Lynda Carson, on the other hand, a long-time tenant activist, does indeed address the proposal on her post to IndyMedia. Unfortunately, she focuses on the spectre of greedy speculators and doesn't actually address the merits of the conversion act. She seems to be unaware that the cap went down to 800 after the planning commission hearings, and focuses on low-income tenants, who are unaffected by the proposal. She writes as though the current law, requiring replacement apartment development, is great, even she opposed increasing our housing stock as part of the Oak-to-Ninth development. I wouldn't be suprised if she also opposed the Forest City development (along with other housing activists), which will be the largest addition to Oakland's rental housing stock in decades. She appears to be deliberately misinformative when she cites Nancy Nadel and Jean Quan's opposition to the ordinance as evidence that Dellums opposes it, even though neither of them supported Dellums' election. Finally, I'd love to know where she gets her figure of a 2.7% vacancy rate in Oakland's apartment market, since reliable data is very hard to find. Also, 2.7% isn't very low.
Councilmembers Nadel and Quan helped gather petition signatures against the condo conversion plan on Saturday, according to the Trib. Using her trademark divisive and ignorant rhetoric, Nadel characterized the proposal as "a ploy by developers." Deckin pointed out on the earlier comment thread that Ms. Quan made broad arguments against homeownership that she knows to be untrue. I am puzzled by Ms. Quan, who is a savvy political operator, acting so clearly against the wishes of her constituents. Does anyone really think that Montclair's councilmember (the only councilmember to represent an all-hills district) should be leading a charge against homeownership? Her repeated calls during the Inclusionary Zoning debate for economic integration within buildings was ironic in the extreme - she feels that downtown condo buyers living next door to residential hotels need to be in mixed-income developments (which is extremely inefficient), while development in her own district is primarily single-family homes. I'd like her to tell her constituents that they should be sharing a roof with subsidized housing.

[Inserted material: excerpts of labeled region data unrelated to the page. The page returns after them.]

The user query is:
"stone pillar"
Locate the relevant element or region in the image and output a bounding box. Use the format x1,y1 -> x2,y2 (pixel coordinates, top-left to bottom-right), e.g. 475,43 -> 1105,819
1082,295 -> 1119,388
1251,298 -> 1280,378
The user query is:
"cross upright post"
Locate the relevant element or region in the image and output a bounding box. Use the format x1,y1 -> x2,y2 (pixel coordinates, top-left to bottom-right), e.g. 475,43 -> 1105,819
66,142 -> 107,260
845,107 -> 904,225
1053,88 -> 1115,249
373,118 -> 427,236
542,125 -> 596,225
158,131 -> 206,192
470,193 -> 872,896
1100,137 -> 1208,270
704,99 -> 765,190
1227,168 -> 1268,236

The rent control and do-nothing activists opposing condo conversions miss several key points of the proposal. First and foremost, it attempts to convert 9% of the apartment stock over 10 years, which is less than 1% a year. Thus, liquidity in the market will be preserved, and the proposal will not impact most renters. While the assumption behind the proposal is that up to a third of existing renters could afford to buy their own apartments, even if we accept the opponents' figures that 90% cannot (which is from the same source, HUD, cited during the IZ debate saying that 70% of Oaklanders cannot afford to rent here), the proposal still makes sense. Second, there are many protections built into the law to prevent evictions (and all Section 8 buildings are exempt). Tenants are given three months to decide to purchase their unit (a timeframe that may increase as a compromise measure), and if they don't, they receive 6 months rent as compensation. That is extremely generous. Seniors receive lifetime leases (which to me seems really costly). Third, the funds raised by conversion fees will triple Oakland's affordable housing budget, which would have prevented the Chinatown evictions that happened because the city could not afford to purchase the subsidized units when the subsidies expired. Fourth and finally, any issue of tenant displacement could be solved by an aggressive push to incentivize the construction of rental housing. No tenant activist is suggesting that. By consistently opposing efforts to increase Oakland's housing supply, tenant activists do a great disservice to the renters they claim to represent.